The exercises Bergman designed to develop all ten fingers as equals are equally elegant and simple: start by improvising with only one finger, going through all ten; then hold a key down with one digit while improvising with one other; then with two, three, then all four others, using each as the anchor in turn, on each hand.
"Do you notice what happens every time you change from one set of fingers to another?" he writes. "It changes the way the melody--the sequence and layout of notes--unfolds. You find yourself creating shapes that are rather angular at times and going in directions you wouldn't ordinarily choose."
The crossed hands are not just a temporary vehicle for such lines to cross for a moment; they are a permanent inversion of the more natural parallel position itself, a reconfiguring of the bones of the music, in several senses. Let's start with the mythological one. It, after all, is the one that motivates Bergman, brings meaning to the music he makes with the method.
Think of the two parallel hands as a single creature, with its strength and pivot in the middle: a spine made of the two thumbs, supporting its two sets of four limbs on each side. However close together or far apart the hands move--and, indeed, their widest-open stretch suggests no limit in either direction--whatever tangles thumb and fingers dance through, that central spine is the resting position, the point of return, and that spread of the limbs, like wings (left wing, right wing) taking flight, out from it.
What this means is that the fingers that play the highest and lowest notes--traditionally, melody and bass--are the weakest, getting progressively stronger as they approach the thumbs. Bergman got intrigued by the possibilities of getting more power with less work if he brought the thumb and two neighboring fingers of his left hand up to do the work the outer three on his right had been doing, and to send the strong half of his right hand down to the bottom notes.
Now the creature with spine and wings designed to spread and open wide becomes something more like a soft-bodied thing in the middle of nodes of strength and support on its outer reaches--like, say, a crab, or spider, with its ring of legs scurrying sideways across the keyboard. The range is more constrained, and the crossed hands suggest inwardness, contraction, teamwork, as the parallel/opening ones suggest separate (and unequal) functions, expansion and reaching out (and polarization, between the ascending-superior high and the descending-inferior low).
On its face, the awkward change may not seem an improvement. But if you do happen to see the left hand, and the right brain that runs it, as a force that has been undermined both subtly and grossly throughout cultural evolution (two of many examples: the devil and his minions were always put at God's left hand in old Christian mythology and painting, the "good guys" on the right; and parents used to tie the left hand of a child who favored it to his or her side, to force the right one's development); if you do feel a connection between that biological bias and the subtle-to-brutal power plays of left-brain rationalism over right-brain intuition in society; and if you do see the roles of the pianist's two hands reflecting this bias, and the power plays and social matrix it spawns--with the right hand standing for rational, waking consciousness, even transcendence (through melody, free time, high notes), and the left for subconsciousness and earthy grounding (harmony, metered time, low notes)--the reversal of that situation is an improvement.
Heaven (right) comes singing down into earth and earth (left) up into heaven, in the strongest fingers on each hands; and the two are never allowed to move very far from each other, to drift apart--no polarization between haves and have-nots, no abyssmal gap. If you see this move as a subversive solution, however modest, to a big, longstanding historical and social problem, as well as a liberation of your own personal psychophysiology, you feel inspired to make it sing.

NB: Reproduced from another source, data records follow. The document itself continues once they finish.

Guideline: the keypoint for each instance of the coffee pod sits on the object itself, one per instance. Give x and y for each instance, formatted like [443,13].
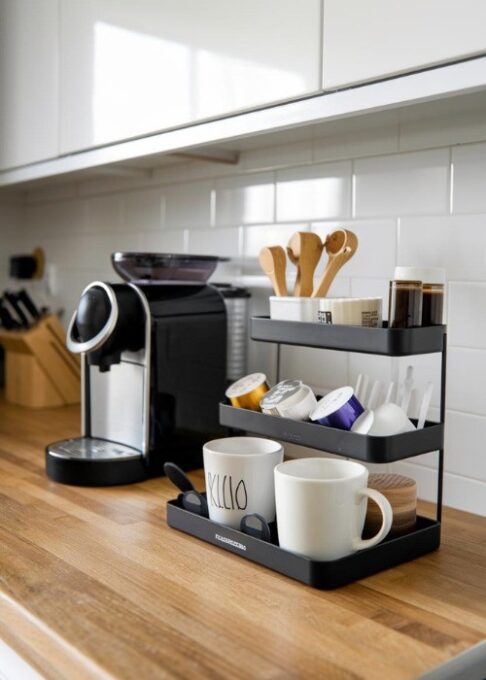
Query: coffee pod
[340,408]
[289,399]
[401,492]
[247,392]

The actual musical effects of this retraining of the body can be heard scattered throughout Bergman's duos and trios, but they're hard to discern there unless you've heard them enough in a slow, relaxed solo to know what you're looking for. His as-yet unreleased solo CD "Seven Variations" is the perfect example of them. The technique has been developed enough by now to sing in his hands, and what we hear, in the voicings of chords unaltered through their octave switches, is indeed, once we do know what we're looking for, a recitation of reason and power rumbling at the bottom and the voice of wounded humanity, healing and freeing itself, singing at the top.
I've heard up close the way Bergman plays for several years now, have gotten to listen to him in the intense and intimate engagement of a fellow player. I mention that because it often takes that long and that much to really "get" what a musician is doing, thus to talk or write about it properly. Think about it: if the name of this musical game is to create your own universe, it will no more be revealed in descriptions of your technical concerns and innovations than the nature of God is by the letters YHWH, or of the universe by E=MC2.
But that isn't to say it's beyond words altogether. It may not be beyond poetry, myth, or story; many of the greats in this music themselves seem to think that it isn't. Think of the lifelong cultivation of words artists such as Cecil Taylor, Anthony Braxton, or Steve Lacy have put to the service of their various projects, especially in their more ambitious and mature work. Think of philosophers like Nietzsche and Heidegger, who grew out of the formal-technical language of their disciplines into prose that was more like poetry than professional philosophical jargon.
The Body as Poetry
Like all close human relationships, [free improvisation] is a risky business, of all forms of musicking the most dangerous; the musicians show themselves to one another, and to whomever is listening, technically and emotionally naked, without any outside constraints to mediate their relationship (Small, 306).
Jazz is the sound of life being lived at its limits, dangerous as an element that can burn.
--Frederick Turner, in Small, 320.
spindell always had a relationship with a sound. when he was a boy people were not sure about him when he spoke of a sound. but he was sure. he would think of a sound out there by itself, alone, as he was. he would humanize the sound. he would visualize the sound as a living person. was it lonely as he had been? was someone touching it once in a while and making it feel better? could it touch back? physically? or could it touch back with something that was not physical, an intangible force not to be known by the senses, apart from hearing which made the sound's presence known. was it enough to make shivers come around? shivers were in him. it wasn't that he didn't want them, it was only that he didn't know what to do when he got them. he would feel his blood move around faster and tiny goose bumps pop out. he wished to ask the sound out there for advice. it should know, for it knew how to get to a person and make the person's blood jump.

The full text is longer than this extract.